Cognitive function improved more in the modafinil treatment group compared to placebo, although it is not a major effect and is not specific to any cognitive domain. Comparisons of performance on the 22 tests and subtests identified only two statistically significant differences between treatment groups, but the global change score did show superiority of modafinil. This overall effect for drug vs. placebo on the global NP score may be of more than academic interest; Heaton, Marcotte, White, Ross, Meredith, Taylor et al. (1996) have reported that this kind of global NP finding, even when slight, has been related to employment status in HIV+ individuals.

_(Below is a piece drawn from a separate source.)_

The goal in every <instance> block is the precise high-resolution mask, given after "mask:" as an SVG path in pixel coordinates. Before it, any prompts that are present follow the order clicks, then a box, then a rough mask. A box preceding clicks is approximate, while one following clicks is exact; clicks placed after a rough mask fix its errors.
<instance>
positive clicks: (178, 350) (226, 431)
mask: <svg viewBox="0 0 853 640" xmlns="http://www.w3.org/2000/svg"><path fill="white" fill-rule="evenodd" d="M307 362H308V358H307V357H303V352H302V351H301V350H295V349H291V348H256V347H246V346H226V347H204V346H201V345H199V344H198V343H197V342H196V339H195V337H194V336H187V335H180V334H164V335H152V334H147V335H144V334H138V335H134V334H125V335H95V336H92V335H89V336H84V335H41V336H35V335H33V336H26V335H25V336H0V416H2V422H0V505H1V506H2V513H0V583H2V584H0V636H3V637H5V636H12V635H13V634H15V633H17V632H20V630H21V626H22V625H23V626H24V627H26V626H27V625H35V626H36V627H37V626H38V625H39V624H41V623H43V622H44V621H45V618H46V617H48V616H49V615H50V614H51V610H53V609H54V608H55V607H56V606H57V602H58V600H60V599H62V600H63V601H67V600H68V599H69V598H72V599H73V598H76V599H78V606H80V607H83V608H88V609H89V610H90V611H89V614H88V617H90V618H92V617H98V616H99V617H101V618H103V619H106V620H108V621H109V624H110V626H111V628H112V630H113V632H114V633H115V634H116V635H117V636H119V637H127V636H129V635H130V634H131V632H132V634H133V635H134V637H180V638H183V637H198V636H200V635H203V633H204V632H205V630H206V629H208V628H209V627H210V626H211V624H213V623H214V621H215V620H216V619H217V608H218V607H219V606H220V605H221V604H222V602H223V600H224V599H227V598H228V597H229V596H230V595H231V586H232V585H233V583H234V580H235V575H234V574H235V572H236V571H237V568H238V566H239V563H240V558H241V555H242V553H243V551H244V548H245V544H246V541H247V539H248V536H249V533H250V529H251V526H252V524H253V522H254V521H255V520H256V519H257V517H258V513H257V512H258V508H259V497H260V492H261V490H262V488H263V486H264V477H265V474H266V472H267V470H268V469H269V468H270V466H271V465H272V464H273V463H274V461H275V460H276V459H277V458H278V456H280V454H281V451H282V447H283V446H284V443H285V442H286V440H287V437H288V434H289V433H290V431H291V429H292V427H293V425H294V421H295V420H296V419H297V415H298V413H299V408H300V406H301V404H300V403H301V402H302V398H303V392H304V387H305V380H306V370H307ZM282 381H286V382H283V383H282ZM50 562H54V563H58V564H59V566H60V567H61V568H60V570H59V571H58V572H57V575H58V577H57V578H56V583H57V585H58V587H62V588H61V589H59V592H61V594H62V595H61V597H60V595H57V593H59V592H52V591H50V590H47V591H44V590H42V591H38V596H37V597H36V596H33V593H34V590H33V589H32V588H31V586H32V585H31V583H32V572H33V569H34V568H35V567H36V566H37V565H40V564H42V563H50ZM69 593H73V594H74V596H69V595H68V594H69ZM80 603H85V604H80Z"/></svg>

When we examined potential correlates of improvement in cognitive function for the total sample and also for the modafinil group analyzed separately, we found that improvement was associated with greater severity of depressive symptoms at study baseline, but was not correlated with baseline fatigue severity, time since HIV test, history of substance use, or HIV RNA viral load. However, lower baseline CD4 cell count was inversely related to global cognitive change scores: those with greater immunosuppression showed more improvement. Observed changes were not related to whether patients were native English speakers or spoke English as a second language. Similarly, the presence of some cognitive impairment at study baseline was not related to change in mean global score. Perhaps this may be explained by the inconclusive evidence of a connection between neuropsychological tests in a clinical setting and how individuals function in everyday life (Heaton et al, 1996).

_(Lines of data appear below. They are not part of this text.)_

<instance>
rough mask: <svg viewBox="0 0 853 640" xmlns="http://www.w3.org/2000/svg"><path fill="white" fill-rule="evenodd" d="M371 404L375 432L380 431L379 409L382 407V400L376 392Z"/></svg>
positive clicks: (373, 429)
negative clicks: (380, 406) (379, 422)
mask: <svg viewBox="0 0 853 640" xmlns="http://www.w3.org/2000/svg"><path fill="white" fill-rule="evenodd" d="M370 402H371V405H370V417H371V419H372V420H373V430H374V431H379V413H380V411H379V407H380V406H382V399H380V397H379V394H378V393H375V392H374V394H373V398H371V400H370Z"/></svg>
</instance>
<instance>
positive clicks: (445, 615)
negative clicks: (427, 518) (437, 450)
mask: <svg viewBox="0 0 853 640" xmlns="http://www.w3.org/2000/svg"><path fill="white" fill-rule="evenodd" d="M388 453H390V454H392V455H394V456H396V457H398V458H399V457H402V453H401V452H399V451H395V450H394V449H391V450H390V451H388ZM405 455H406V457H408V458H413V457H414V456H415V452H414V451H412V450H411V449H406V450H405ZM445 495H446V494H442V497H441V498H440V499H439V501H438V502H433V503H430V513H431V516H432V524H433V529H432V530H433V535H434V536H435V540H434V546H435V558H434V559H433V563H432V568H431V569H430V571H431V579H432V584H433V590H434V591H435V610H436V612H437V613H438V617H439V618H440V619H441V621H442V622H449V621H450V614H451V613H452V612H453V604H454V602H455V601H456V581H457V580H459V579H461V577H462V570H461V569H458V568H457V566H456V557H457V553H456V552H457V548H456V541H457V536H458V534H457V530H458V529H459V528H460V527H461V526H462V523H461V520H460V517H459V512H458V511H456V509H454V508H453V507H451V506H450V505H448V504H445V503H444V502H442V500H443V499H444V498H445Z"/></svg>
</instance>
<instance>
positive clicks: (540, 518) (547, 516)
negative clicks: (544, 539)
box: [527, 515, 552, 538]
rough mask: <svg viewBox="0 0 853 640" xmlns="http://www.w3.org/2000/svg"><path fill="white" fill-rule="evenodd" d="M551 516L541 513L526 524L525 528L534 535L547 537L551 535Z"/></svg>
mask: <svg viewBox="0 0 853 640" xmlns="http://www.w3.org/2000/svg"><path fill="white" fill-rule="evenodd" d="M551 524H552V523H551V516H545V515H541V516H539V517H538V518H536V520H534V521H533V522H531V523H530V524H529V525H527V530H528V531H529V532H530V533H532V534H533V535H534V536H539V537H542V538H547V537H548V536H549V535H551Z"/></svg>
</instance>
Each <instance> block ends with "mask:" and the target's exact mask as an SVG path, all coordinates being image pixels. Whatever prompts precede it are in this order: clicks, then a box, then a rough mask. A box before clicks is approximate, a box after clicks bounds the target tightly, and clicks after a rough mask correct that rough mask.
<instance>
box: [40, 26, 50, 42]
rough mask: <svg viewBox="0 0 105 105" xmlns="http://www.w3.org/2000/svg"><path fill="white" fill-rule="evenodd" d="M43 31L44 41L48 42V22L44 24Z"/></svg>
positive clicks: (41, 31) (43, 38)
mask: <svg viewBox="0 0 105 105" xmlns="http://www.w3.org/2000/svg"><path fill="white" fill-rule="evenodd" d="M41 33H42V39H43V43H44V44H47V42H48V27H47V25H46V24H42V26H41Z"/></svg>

Subjectively perceived cognitive problems (CFQ) improved for the entire sample at Week 4, but more so in the modafinil than placebo group. The CFQ scores were correlated with measures of both depression and fatigue, but neither the baseline nor Week 4 CFQ scores were correlated with NP global change scores. Other investigators (Wilkins, Robertson, Snyder, Robertson, van der Horst & Hall, 1991 and Moore, van Gorp, Hinkin, Stern, Swales & Satz, 1997) similarly found in their HIV+ respondents that subjective complaints of cognitive problems were common, but were not related to actual cognitive deficits on NP test performance.
Several study limitation should be considered. First, the 1-hour NP battery was somewhat limited, and more extensive tests may have revealed additional differences between treatment groups. Second, we did d not control for time between last medication dose and NP testing. Importantly, we did not have a measure of “real world” behavioral difficulties attributable to cognitive impairment.

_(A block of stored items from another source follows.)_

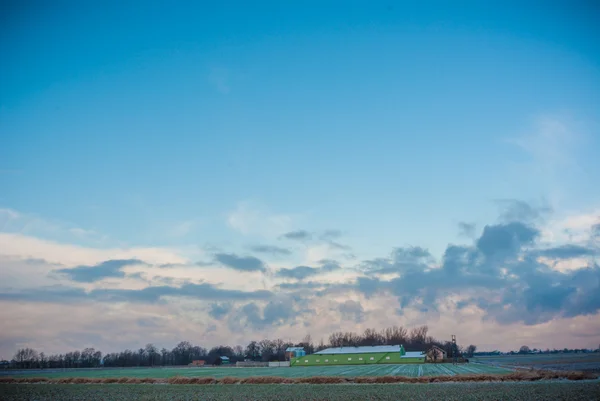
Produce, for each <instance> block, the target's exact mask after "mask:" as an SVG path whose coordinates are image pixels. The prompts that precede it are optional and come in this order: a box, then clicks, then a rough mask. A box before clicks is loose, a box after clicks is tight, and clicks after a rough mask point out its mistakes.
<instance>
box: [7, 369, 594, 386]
mask: <svg viewBox="0 0 600 401" xmlns="http://www.w3.org/2000/svg"><path fill="white" fill-rule="evenodd" d="M597 378H598V375H597V374H594V373H590V372H568V371H548V370H533V371H532V370H519V371H516V372H513V373H509V374H505V375H493V374H479V375H462V376H422V377H407V376H368V377H353V378H348V377H339V376H314V377H298V378H289V377H278V376H256V377H244V378H241V377H223V378H220V379H216V378H213V377H183V376H175V377H170V378H168V379H158V378H149V377H145V378H136V377H119V378H116V377H109V378H92V377H63V378H58V379H49V378H46V377H0V383H52V384H91V383H103V384H114V383H118V384H125V383H126V384H142V383H146V384H156V383H168V384H204V385H206V384H342V383H357V384H367V383H368V384H392V383H443V382H516V381H538V380H555V379H567V380H591V379H597Z"/></svg>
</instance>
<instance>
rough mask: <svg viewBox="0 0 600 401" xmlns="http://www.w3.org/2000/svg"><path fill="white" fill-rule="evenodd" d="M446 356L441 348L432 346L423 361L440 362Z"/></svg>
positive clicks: (447, 355) (446, 353) (429, 361)
mask: <svg viewBox="0 0 600 401" xmlns="http://www.w3.org/2000/svg"><path fill="white" fill-rule="evenodd" d="M447 356H448V354H447V353H446V351H444V350H443V349H442V348H440V347H438V346H437V345H433V346H432V347H431V348H429V350H428V351H427V354H426V357H425V360H426V361H427V362H442V361H443V360H444V359H446V358H447Z"/></svg>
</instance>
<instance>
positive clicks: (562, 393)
mask: <svg viewBox="0 0 600 401" xmlns="http://www.w3.org/2000/svg"><path fill="white" fill-rule="evenodd" d="M0 394H2V397H1V398H2V399H3V400H6V401H17V400H18V401H21V400H32V401H33V400H35V401H51V400H65V401H70V400H72V401H75V400H121V401H128V400H145V401H163V400H165V401H166V400H169V401H188V400H190V401H191V400H205V401H221V400H243V401H251V400H252V401H253V400H260V401H265V400H266V401H269V400H282V401H285V400H290V401H292V400H293V401H296V400H329V401H337V400H339V401H345V400H381V401H387V400H389V401H392V400H417V401H418V400H484V401H485V400H523V401H536V400H581V401H587V400H598V399H600V383H599V382H597V381H594V382H527V383H442V384H428V385H422V384H383V385H381V384H361V385H353V384H334V385H330V384H323V385H317V386H315V385H310V384H308V385H307V384H297V385H293V386H282V385H261V384H239V385H235V386H199V385H185V386H170V385H166V386H161V385H144V384H81V385H71V384H31V385H19V384H17V385H12V384H0Z"/></svg>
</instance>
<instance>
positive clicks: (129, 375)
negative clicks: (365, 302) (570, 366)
mask: <svg viewBox="0 0 600 401" xmlns="http://www.w3.org/2000/svg"><path fill="white" fill-rule="evenodd" d="M511 372H512V370H510V369H506V368H502V367H497V366H492V365H486V364H479V363H468V364H461V365H452V364H410V365H408V364H407V365H362V366H307V367H294V368H236V367H221V368H208V367H207V368H188V367H180V368H177V367H169V368H125V369H118V368H106V369H65V370H33V371H27V370H24V371H20V372H5V376H6V375H8V376H14V377H46V378H49V379H55V378H66V377H93V378H108V377H110V378H114V377H116V378H118V377H132V378H146V377H148V378H169V377H175V376H183V377H214V378H220V377H228V376H230V377H260V376H279V377H290V378H293V377H314V376H342V377H357V376H408V377H421V376H456V375H473V374H506V373H511Z"/></svg>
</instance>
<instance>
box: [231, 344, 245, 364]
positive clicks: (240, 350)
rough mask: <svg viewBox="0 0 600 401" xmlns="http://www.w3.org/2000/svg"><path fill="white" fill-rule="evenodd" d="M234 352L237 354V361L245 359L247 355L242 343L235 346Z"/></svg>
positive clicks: (233, 352)
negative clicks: (244, 350) (244, 349)
mask: <svg viewBox="0 0 600 401" xmlns="http://www.w3.org/2000/svg"><path fill="white" fill-rule="evenodd" d="M233 353H234V355H235V359H236V361H243V360H244V357H245V353H244V348H243V347H242V346H241V345H236V346H235V347H233Z"/></svg>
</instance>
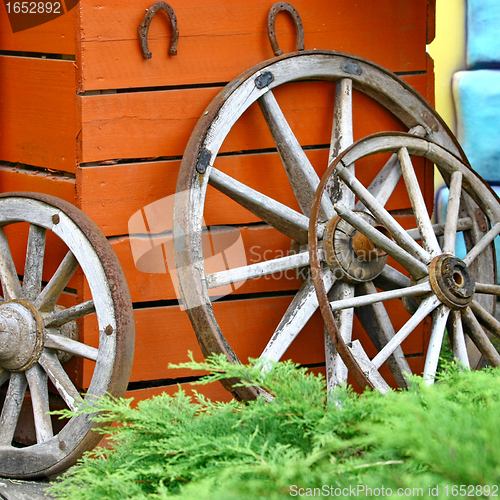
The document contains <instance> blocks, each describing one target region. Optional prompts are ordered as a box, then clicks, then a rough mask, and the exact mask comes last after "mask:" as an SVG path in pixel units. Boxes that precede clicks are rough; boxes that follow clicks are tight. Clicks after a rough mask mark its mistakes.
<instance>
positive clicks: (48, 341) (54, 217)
mask: <svg viewBox="0 0 500 500" xmlns="http://www.w3.org/2000/svg"><path fill="white" fill-rule="evenodd" d="M17 223H21V224H17ZM22 223H24V224H22ZM25 223H28V225H29V231H28V229H27V227H28V225H27V224H25ZM8 226H10V227H8ZM27 232H28V233H29V234H28V237H27V247H26V259H25V265H24V271H21V272H20V273H19V274H21V275H22V277H21V279H20V278H19V276H18V272H17V270H16V266H15V263H14V259H13V256H12V255H13V253H12V252H11V247H12V245H13V242H14V243H15V242H16V241H17V240H18V239H19V236H18V235H19V234H21V233H27ZM50 233H53V234H50ZM54 235H55V237H54ZM61 241H62V243H63V244H61ZM9 243H10V245H9ZM46 243H47V245H46ZM51 244H52V245H54V246H53V247H51V246H50V245H51ZM46 246H47V248H46ZM61 247H62V248H63V249H64V248H66V250H64V251H67V253H66V256H65V257H64V258H63V260H62V262H61V263H60V265H59V267H58V268H57V270H56V271H55V272H54V273H53V275H52V276H43V277H42V275H43V274H46V273H44V257H45V255H50V254H51V251H52V252H53V251H54V250H53V248H61ZM78 267H80V268H81V270H82V272H83V276H84V278H85V280H86V284H88V287H89V289H90V292H91V296H92V298H91V299H90V300H87V301H85V302H81V301H80V303H77V304H76V305H72V306H70V307H64V306H63V305H61V302H63V303H64V296H65V295H66V297H67V296H68V293H69V294H71V290H68V287H67V285H68V283H69V282H70V280H71V278H72V276H73V275H74V273H75V271H76V270H77V269H78ZM19 268H20V265H19V263H18V269H19ZM21 268H22V266H21ZM0 281H1V285H2V298H1V299H0V384H1V391H2V392H1V394H2V396H1V399H0V401H1V404H2V410H1V415H0V475H2V476H7V477H15V478H26V477H37V476H46V475H49V474H55V473H57V472H61V471H62V470H64V469H66V468H67V467H69V466H70V465H72V464H73V463H75V462H76V460H77V459H78V458H79V457H80V456H81V455H82V454H83V452H84V451H86V450H89V449H91V448H92V447H93V446H95V445H96V444H97V442H98V441H99V440H100V439H101V435H100V434H99V433H97V432H93V431H92V428H93V427H95V424H94V423H93V422H92V421H91V420H90V419H89V416H88V415H79V416H75V417H72V418H71V419H69V420H68V421H67V422H66V423H65V425H64V426H61V424H60V423H59V422H58V421H57V420H56V419H55V418H54V419H51V416H50V415H49V414H48V412H49V411H51V410H54V409H61V408H70V409H72V410H76V409H77V407H78V405H79V403H80V402H81V401H82V400H83V399H85V398H92V397H94V396H104V395H105V394H106V393H110V394H114V395H117V396H121V395H123V394H124V392H125V389H126V386H127V383H128V379H129V376H130V369H131V364H132V356H133V350H134V322H133V313H132V306H131V300H130V295H129V292H128V288H127V285H126V282H125V278H124V276H123V272H122V270H121V267H120V265H119V262H118V259H117V258H116V256H115V254H114V252H113V250H112V249H111V246H110V245H109V243H108V241H107V240H106V238H105V237H104V236H103V235H102V233H101V232H100V231H99V229H98V228H97V226H96V225H95V224H94V223H93V222H92V221H91V220H90V219H89V218H88V217H87V216H86V215H85V214H84V213H82V212H81V211H80V210H78V209H77V208H76V207H74V206H72V205H70V204H69V203H66V202H64V201H61V200H59V199H57V198H53V197H51V196H45V195H41V194H32V193H8V194H3V195H1V196H0ZM85 316H89V318H88V319H89V320H92V316H94V318H96V323H97V324H98V328H99V333H98V339H97V338H96V339H94V340H93V341H92V339H90V337H92V335H91V334H90V333H89V334H88V337H89V338H87V333H86V338H85V339H81V338H79V330H78V326H77V320H80V319H83V318H84V317H85ZM95 337H97V333H96V335H95ZM70 358H73V360H74V361H73V362H70V363H69V364H66V363H67V362H68V360H69V359H70ZM84 359H85V360H89V361H86V363H88V364H89V365H90V366H89V369H90V372H91V373H92V376H91V381H90V385H89V386H88V387H87V388H86V394H87V395H86V394H85V393H84V391H83V388H82V387H80V386H79V384H78V383H77V382H75V381H74V378H70V374H71V372H73V371H74V370H75V366H74V365H75V362H78V361H82V362H83V360H84ZM68 366H69V367H72V369H68V368H67V367H68ZM61 427H62V428H61Z"/></svg>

Finally, in this sample the range of cognitive impairment was restricted; all participants were able to give informed consent (and travel alone by subway to the medical center).
Despite these shortcomings, our findings show a positive effect of 4 weeks of modafinil treatment on overall cognitive function among HIV+ adults with fatigue, both in terms of performance on NP tests and subjective perception of cognitive problems. Future research would usefully examine the effect of modafinil on patients with the primary presenting problem of cognitive impairment.
This work was partially supported by NIMH grant R01 MH072383 (JGR).
During the 3rd and 4th years of this study, modafinil and matching placebo were provided by Cephalon, Inc.
The authors report no financial affiliations or other relationships relevant to the subject of this article.